After running for 7 days in simulation mode, review the simulation results in the Purview portal. Look specifically for false positives: documents that would be labeled Highly Confidential but should not be. Common false positive sources include test data files, development seed data, and documentation that describes the format of regulated data rather than containing actual regulated data.

To promote from simulation to enforcement:

Set-AutoSensitivityLabelPolicy `
  -Identity 'autolabel-financial-pii' `
  -Mode 'Enable'

---

DLP Policies Using Sensitivity Labels

Why Label-Based DLP Outperforms Pattern-Matching DLP Alone

Pattern-matching DLP looks for specific formats: 16-digit credit card numbers, US SSN formats, and similar recognizable patterns. It fails on:

  • Context-free sensitive data (the financial model scenario from the introduction)
  • Encrypted files where patterns cannot be read
  • Images of text without OCR scanning
  • Content already labeled by a human who understood the sensitivity

Label-based DLP conditions catch all of these cases because the label is applied before the data leaves the creation point. A DLP policy that targets label equals Highly Confidential will block exfiltration regardless of file format, encryption state, or content type.

DLP Policy for Exchange: Block External Sharing of Confidential Content

# Create DLP policy blocking external email of labeled confidential content
New-DlpCompliancePolicy `
  -Name 'dlp-block-confidential-external-email' `
  -Comment 'Block external email of Confidential and above content' `
  -ExchangeLocation All `
  -Mode 'Enable'

New-DlpComplianceRule ` -Name 'block-confidential-external-email-rule' ` -Policy 'dlp-block-confidential-external-email' ` -SentToScope 'NotInOrganization' ` -AnyOfMessageSensitivityLabel @('Confidential','ConfidentialAllEmployees','HighlyConfidential') ` -BlockAccess $true ` -NotifyUser 'LastModifiedUser' ` -NotifyUserType 'NotifyOnly' ` -GenerateIncidentReport 'SiteAdmin' ` -IncidentReportContent @('All')

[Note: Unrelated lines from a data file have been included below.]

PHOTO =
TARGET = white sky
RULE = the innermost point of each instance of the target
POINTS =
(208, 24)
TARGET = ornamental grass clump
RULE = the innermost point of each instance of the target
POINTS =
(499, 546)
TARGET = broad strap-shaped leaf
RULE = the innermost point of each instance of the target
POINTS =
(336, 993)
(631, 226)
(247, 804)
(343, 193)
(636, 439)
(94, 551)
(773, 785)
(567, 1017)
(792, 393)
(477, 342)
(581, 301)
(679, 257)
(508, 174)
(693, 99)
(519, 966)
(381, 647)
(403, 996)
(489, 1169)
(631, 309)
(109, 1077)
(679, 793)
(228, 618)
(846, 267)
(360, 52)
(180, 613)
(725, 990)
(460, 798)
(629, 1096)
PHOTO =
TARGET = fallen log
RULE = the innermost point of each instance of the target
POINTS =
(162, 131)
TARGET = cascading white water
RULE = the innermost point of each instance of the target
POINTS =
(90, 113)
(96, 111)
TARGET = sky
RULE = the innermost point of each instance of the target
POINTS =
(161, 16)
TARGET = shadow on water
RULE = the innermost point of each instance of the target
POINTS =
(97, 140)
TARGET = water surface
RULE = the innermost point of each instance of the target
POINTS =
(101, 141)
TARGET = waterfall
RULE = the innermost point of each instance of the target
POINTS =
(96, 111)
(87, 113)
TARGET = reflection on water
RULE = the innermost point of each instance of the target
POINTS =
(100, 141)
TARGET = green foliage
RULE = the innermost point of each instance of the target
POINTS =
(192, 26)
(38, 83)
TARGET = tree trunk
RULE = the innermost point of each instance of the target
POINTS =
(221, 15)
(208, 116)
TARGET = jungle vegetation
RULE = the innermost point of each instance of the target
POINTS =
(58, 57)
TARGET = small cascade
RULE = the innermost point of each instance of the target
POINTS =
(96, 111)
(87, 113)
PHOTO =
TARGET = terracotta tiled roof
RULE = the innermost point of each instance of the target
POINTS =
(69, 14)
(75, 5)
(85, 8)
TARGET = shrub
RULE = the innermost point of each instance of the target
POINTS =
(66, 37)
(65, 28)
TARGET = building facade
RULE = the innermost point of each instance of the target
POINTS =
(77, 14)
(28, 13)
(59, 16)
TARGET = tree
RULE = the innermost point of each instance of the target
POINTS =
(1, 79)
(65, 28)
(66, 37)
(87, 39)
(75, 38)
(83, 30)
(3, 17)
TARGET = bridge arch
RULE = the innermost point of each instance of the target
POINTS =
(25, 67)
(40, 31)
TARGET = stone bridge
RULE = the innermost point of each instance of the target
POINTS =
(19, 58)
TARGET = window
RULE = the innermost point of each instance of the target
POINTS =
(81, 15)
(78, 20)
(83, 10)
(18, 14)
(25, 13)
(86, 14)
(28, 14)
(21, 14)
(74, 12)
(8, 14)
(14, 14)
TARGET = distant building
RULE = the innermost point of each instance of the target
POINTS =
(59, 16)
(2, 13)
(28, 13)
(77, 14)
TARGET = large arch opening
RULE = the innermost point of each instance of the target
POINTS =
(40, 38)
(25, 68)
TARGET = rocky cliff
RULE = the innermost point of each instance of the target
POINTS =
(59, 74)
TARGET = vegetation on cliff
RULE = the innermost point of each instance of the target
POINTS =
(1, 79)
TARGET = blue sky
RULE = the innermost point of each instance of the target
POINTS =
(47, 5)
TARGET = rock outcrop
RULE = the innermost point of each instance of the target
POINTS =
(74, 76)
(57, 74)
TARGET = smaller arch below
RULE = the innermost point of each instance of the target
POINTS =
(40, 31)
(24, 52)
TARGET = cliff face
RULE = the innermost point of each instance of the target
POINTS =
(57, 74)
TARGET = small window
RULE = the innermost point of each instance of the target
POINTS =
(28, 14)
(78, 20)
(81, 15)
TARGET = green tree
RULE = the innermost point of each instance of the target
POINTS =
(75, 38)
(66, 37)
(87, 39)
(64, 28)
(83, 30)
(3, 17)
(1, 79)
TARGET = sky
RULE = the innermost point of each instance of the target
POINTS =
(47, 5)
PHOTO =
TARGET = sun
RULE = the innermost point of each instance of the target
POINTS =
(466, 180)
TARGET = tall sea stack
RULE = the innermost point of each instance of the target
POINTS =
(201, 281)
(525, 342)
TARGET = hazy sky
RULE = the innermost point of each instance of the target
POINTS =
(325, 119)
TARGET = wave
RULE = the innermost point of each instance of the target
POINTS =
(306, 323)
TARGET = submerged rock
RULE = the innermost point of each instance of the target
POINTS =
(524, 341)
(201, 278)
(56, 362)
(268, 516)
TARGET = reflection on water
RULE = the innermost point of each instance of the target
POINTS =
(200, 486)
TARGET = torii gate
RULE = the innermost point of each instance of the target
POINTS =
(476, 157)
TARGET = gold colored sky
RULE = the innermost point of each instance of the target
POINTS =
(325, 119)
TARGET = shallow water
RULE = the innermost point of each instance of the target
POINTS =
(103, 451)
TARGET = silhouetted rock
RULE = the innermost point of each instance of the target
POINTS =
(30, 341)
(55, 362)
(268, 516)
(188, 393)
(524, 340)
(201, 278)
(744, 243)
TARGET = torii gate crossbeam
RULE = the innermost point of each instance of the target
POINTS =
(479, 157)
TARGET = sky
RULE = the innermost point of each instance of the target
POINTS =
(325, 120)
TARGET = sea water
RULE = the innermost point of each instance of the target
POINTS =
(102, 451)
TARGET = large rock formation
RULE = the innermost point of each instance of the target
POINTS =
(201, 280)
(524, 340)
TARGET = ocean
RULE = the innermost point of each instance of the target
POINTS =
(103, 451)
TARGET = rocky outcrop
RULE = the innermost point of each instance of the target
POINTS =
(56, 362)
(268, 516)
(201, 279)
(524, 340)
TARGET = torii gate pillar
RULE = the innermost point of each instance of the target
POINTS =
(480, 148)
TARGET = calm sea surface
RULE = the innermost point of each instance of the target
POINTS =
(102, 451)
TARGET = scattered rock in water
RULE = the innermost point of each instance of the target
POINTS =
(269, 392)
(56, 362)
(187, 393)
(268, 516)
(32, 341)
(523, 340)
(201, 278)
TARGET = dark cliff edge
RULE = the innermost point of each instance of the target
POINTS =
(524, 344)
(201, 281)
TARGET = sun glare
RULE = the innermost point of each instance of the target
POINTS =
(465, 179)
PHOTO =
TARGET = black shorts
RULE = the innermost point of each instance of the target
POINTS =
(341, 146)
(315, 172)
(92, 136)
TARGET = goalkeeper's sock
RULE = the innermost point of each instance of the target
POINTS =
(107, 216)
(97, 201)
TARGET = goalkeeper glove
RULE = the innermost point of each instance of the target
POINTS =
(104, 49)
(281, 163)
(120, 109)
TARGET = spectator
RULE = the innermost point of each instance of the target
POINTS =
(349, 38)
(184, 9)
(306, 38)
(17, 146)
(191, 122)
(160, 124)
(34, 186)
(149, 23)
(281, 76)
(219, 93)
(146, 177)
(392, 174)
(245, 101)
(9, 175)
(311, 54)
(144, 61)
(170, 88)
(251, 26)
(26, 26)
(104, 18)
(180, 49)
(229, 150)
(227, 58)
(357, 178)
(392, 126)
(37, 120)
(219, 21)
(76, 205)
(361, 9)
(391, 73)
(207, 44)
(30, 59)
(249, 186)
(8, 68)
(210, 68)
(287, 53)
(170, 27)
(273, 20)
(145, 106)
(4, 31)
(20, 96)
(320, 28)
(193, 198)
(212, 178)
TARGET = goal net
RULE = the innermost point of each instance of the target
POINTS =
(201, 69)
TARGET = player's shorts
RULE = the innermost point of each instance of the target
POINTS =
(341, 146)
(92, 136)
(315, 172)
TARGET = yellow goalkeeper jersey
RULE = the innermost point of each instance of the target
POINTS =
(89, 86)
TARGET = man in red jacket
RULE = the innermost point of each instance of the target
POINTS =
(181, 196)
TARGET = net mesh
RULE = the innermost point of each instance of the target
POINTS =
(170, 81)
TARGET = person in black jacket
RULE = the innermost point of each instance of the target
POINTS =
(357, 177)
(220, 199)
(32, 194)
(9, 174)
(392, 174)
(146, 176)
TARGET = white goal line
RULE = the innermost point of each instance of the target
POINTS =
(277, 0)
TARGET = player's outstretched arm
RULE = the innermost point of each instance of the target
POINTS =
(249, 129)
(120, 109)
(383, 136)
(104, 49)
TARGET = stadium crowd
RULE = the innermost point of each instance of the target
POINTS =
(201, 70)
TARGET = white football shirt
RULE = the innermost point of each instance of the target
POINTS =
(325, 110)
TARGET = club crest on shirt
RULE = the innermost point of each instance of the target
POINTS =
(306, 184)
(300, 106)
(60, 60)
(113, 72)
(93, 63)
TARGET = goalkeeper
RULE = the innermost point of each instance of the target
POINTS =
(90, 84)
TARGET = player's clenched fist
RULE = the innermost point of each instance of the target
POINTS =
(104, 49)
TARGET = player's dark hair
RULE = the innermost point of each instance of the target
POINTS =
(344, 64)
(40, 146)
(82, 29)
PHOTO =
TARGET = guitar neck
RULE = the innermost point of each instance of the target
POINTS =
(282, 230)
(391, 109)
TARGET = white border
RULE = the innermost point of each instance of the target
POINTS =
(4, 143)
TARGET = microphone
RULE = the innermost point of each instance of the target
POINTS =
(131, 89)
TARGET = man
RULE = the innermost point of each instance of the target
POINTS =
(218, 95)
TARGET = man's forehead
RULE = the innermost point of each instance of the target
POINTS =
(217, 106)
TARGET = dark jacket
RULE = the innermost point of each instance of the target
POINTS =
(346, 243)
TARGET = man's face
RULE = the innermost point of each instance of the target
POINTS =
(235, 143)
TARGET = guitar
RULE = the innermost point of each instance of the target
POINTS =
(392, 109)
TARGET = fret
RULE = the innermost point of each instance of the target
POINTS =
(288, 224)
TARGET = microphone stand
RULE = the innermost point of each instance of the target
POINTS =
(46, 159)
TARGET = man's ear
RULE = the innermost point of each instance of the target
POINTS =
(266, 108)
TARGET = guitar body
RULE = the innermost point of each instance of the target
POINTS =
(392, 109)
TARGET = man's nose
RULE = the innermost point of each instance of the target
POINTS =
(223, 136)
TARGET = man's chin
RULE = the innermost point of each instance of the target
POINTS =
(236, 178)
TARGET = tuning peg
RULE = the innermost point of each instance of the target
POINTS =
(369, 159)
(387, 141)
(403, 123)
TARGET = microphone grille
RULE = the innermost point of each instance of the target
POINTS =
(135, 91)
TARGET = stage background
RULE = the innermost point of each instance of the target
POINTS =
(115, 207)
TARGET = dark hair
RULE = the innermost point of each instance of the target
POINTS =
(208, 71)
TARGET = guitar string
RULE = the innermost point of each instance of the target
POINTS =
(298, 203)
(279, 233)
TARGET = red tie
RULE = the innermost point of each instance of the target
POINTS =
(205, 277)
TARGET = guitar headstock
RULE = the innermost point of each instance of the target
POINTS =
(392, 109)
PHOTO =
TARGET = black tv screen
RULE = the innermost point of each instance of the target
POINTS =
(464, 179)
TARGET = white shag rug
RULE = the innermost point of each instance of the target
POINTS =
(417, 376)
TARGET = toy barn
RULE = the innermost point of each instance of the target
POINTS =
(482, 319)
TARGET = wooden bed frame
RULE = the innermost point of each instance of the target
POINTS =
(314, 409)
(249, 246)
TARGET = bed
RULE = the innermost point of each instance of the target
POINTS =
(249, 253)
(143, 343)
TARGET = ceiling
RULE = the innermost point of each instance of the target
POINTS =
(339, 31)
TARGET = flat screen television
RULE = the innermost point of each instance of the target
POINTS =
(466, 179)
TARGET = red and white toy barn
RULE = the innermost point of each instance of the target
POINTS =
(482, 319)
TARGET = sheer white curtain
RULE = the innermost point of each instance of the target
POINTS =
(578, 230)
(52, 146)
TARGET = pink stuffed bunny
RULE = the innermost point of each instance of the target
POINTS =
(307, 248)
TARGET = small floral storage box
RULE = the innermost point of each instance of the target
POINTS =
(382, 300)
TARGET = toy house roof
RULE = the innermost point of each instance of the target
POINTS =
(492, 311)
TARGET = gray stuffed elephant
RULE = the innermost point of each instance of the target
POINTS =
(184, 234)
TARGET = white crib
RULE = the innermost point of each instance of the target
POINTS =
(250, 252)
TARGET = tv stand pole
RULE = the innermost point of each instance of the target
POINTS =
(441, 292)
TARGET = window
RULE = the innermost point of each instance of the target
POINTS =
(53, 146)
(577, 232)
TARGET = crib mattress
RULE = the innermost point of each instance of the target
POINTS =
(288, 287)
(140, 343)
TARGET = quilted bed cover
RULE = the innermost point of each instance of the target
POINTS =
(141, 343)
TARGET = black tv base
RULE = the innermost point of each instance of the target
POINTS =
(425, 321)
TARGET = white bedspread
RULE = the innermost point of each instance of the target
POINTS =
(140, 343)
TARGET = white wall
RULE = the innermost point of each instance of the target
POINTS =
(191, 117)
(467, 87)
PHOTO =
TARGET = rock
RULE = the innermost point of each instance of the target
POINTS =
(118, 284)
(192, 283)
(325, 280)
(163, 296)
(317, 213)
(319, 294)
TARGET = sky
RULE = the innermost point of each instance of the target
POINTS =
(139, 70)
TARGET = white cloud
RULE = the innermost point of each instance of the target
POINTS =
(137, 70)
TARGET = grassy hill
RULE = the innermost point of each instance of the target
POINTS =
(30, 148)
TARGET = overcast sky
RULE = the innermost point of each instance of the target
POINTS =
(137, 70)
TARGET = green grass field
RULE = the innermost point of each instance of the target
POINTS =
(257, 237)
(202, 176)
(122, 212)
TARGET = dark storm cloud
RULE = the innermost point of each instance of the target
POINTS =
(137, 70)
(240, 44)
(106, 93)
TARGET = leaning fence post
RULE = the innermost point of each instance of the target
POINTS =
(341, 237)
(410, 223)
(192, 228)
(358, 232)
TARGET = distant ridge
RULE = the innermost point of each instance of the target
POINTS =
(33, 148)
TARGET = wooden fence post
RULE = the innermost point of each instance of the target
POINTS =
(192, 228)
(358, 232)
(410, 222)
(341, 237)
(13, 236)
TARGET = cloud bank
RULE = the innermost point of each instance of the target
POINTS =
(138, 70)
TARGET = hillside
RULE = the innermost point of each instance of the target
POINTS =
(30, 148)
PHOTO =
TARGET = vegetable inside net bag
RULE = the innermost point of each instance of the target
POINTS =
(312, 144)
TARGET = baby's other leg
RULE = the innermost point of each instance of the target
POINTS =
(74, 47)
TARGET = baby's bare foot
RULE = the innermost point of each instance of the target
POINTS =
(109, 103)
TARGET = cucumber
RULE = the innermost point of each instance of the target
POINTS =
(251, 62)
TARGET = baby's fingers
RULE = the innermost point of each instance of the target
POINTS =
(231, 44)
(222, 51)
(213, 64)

For the highest-sensitivity labels, use BlockAccessScope 'All' and require business justification override. For Confidential, allow override with justification and audit the override event.

DLP Policy for SharePoint: Restrict Access to Labeled Documents

# Block sharing of Highly Confidential documents externally in SharePoint
New-DlpCompliancePolicy `
  -Name 'dlp-block-hc-sharepoint-external' `
  -Comment 'Prevent external sharing of Highly Confidential content in SharePoint' `
  -SharePointLocation All `
  -OneDriveLocation All `
  -Mode 'Enable'

New-DlpComplianceRule ` -Name 'block-hc-sharepoint-external-rule' ` -Policy 'dlp-block-hc-sharepoint-external' ` -AccessScope 'NotInOrganization' ` -AnyOfMessageSensitivityLabel @('HighlyConfidential') ` -BlockAccess $true ` -BlockAccessScope 'PerAnonymousLink'

---

Endpoint DLP: Extending Protection to Managed Devices

Endpoint DLP extends label-based policies to device-level activities: copy to USB, print, upload to non-corporate cloud storage, and paste into unsanctioned applications. It requires Microsoft Defender for Endpoint onboarding and is configured under the same DLP policy framework in Purview.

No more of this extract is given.